Since their introduction just under three years ago REMS, or risk evaluation and mitigation strategy programmes, have emerged as one of the most challenging regulatory aspects of drug development.

Most of the difficulty lies in managing and collating multiple data types from multiple sources into a centralised coherent structure that provides an insight into the safety of a pharmaceutical product in the real world.

This was a key motivation for the new collaboration which aims to develop a novel REMS management technology based on Microsoft’s Amalga aggregation and HealthVault personal data platforms.

The firms claim the new technology will be a “first-of-its-kind” solution that PPD will use as part of its late-stage and post-market offerings to help clients fulfil their operational REMS requirements.

Lori Eberhardt, the contract research organisation’s (CRO) global VP of late stage-research, said customer need was the driver for the deal explaining that: “Clients rely on our expertise in delivering comprehensive risk management programs, which are critical to ensuring patient safety​.”

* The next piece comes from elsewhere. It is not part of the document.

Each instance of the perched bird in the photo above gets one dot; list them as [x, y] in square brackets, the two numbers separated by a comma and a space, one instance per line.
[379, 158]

PPD did not respond to Outsourcing-pharma’s request for additional information.

Q2 financials

The expansion of PPD’s development-stage offering is timely given that, for the last three months, this segment has been its biggest revenue generator according to results the firm released yesterday.

The late-stage business, which covers all of PPDs trial and post-market services, saw revenue climb 1 per cent to $333.8m while its preclinical division contributed just $7m as a result of a milestone payment from Takeda.

Overall though the US CRO struggled in Q2 with operating income across the group falling around $18m to $40m, despite a 4 per cent increase in total net revenue to $369m.

PPD attributed the operating income decline to integration expenses associated with recent​ acquisitions like Excel Pharmastudies and costs related to the divestiture of its compound partnering business​.